Ebbene, a parere della Suprema Corte, nel caso di specie, i giudici di merito si sono attenuti a tali princìpi laddove hanno respinto la domanda di risarcimento del danno patrimoniale non ritenendo adeguatamente assolto l'onere di allegazione e prova, sul rilievo che lo stesso lavoratore avesse espressamente formulato la domanda risarcitoria come danno in re ipsa, senza in alcun modo allegare come la forzata inattività avesse causato conseguenze negative in termini di perdita di professionalità in relazione al tipo di attività svolta o di possibilità di reperimento di nuovi lavori.
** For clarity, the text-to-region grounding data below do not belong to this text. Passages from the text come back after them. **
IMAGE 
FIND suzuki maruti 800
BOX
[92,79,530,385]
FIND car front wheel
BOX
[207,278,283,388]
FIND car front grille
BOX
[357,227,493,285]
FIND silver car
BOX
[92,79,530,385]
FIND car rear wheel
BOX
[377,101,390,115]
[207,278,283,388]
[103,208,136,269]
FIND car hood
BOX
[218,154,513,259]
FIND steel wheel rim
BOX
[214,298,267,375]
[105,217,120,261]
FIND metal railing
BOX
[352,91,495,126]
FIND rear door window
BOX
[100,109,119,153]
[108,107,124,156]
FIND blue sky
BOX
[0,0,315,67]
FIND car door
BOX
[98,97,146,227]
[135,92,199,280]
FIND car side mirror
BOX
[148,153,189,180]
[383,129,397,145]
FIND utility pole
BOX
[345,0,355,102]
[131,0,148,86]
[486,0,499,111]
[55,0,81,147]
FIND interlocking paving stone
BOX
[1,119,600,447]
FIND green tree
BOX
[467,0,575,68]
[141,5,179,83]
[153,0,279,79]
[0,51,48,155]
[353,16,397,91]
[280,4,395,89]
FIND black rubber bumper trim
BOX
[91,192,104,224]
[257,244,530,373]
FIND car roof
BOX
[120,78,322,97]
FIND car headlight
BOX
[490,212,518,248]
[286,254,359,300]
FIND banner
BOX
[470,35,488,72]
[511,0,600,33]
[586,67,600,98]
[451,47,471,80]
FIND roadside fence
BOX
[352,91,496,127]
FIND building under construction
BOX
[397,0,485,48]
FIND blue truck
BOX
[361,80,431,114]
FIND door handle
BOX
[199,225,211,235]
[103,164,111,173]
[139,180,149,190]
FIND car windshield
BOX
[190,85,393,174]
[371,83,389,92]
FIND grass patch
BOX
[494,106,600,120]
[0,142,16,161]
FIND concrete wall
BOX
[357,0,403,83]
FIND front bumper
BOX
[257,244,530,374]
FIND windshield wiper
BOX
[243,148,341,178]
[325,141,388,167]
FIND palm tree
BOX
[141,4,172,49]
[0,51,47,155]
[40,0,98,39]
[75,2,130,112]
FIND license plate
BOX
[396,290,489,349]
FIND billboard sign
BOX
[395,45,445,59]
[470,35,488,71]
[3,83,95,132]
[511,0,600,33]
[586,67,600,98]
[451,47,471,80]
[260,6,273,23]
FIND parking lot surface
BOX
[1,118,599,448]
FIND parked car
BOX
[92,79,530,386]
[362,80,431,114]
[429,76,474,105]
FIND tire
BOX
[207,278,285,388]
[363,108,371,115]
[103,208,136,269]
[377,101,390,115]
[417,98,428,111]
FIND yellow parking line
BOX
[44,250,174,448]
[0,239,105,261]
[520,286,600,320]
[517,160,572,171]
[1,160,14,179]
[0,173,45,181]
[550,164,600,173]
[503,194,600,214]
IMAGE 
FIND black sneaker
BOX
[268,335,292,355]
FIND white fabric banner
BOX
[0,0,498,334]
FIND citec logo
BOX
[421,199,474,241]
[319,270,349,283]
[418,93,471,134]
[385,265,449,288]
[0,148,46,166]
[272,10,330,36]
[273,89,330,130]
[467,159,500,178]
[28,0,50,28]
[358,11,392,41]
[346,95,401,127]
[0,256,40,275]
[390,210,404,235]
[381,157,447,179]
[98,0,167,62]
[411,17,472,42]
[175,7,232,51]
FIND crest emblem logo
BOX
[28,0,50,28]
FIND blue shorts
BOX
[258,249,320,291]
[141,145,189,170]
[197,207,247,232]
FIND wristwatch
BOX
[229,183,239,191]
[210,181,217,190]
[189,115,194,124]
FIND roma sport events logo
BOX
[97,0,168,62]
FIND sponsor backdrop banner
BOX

Contratto di appalto e subordinazione

Cass. Sez. Lav. 13 marzo 2019, n. 7170

Pres. Nobile; Rel. Garri; Ric. A.D.; Controric. T.S.P.A.+2;

Lavoro subordinato – Contratto di appalto – Interposizione illecita di manodopera – Committente che si limita a impartire disposizioni agli ausiliari dell'appaltatore – Irrilevanza

La circostanza che il personale dell'appaltante impartisca disposizioni agli ausiliari dell'appaltatore non è da sola sufficiente per configurare quell'esercizio di potere direttivo ed organizzativo che caratterizza il rapporto di lavoro subordinato
NOTA
Nel caso che ci occupa il lavoratore, assunto prima con contratto occasionale e successivamente con contratto a progetto dalla società datrice di lavoro, svolgeva la sua prestazione in esecuzione di un contratto di appalto per la fornitura di servizi informatici e software alla società committente. Nell'appalto in esame la società datrice di lavoro rivestiva il ruolo di subappaltatore.
Il lavoratore conveniva in giudizio la società committente e la società datrice di lavoro per sentire dichiarare l'esistenza di un rapporto di lavoro subordinato con la società committente, sostenendo la non genuinità dell'appalto e la conseguente interposizione illecita di manodopera, nonché l'illegittimità dei recessi intimatigli, richiedendo la reintegra nel posto di lavoro (in via principale presso la committente e in subordine presso la società datrice di lavoro) oltre al risarcimento del danno.
Le richieste del lavoratore venivano integralmente respinte in primo grado mentre la Corte d'Appello, in parziale riforma della sentenza emessa dal giudice di prime cure, sosteneva da una parte che il lavoratore non avesse offerto sufficienti elementi per ritenere provata l'interposizione illecita di manodopera, ritenendo peraltro non sufficiente a tal fine il fatto che i dipendenti del subappaltatore utilizzassero strumenti di proprietà della committente o dell'appaltatore, dall'altra che il contratto a progetto stipulato dal lavoratore con la società datrice di lavoro fosse nullo e ne dichiarava dunque la conversione (in rapporto di lavoro subordinato).
Contro tale decisione della Corte d'Appello proponeva ricorso per Cassazione il lavoratore, sulla base di vari motivi, sostanzialmente consistenti – per quanto qui interessa – nell'essere la Corte d'Appello incorsa nell'errore di considerare l'appalto intercorso come genuino pur in assenza di qualsiasi attività di direzione da parte della società datrice (che ne aveva soltanto la gestione amministrativa, a detta dello stesso lavoratore) e nonostante le modalità di svolgimento della prestazione in concreto fossero incompatibili con un appalto genuino (con particolare riferimento al fatto che gli interventi fossero effettuati su richiesta della committente).
La Suprema Corte ha respinto le censure del lavoratore e rigettato l'intero ricorso.
In particolare la Cassazione ha ribadito un suo costante orientamento a mente del quale «la circostanza che il personale dell'appaltante impartisca disposizioni agli ausiliari dell'appaltatore non è da sola sufficiente per configurare quell'esercizio di potere direttivo ed organizzativo che caratterizza il rapporto di lavoro subordinato».
Secondo la Cassazione, la Corte territoriale ha, nel caso di specie, fatto corretta applicazione di tale principio rilevando che, alla luce delle emergenze istruttorie, le direttive impartite dalla committente non fossero sufficienti, a fronte di altri profili di rilievo organizzativo e di gestione del rapporto di lavoro emersi, a far ritenere sussistente un rapporto di lavoro subordinato in capo alla committente medesima.
La subordinazione esistente e correttamente rilevata dalla Corte d'Appello era dunque esclusivamente quella nei confronti della società datrice di lavoro, vista la nullità del contratto di lavoro a progetto stipulato.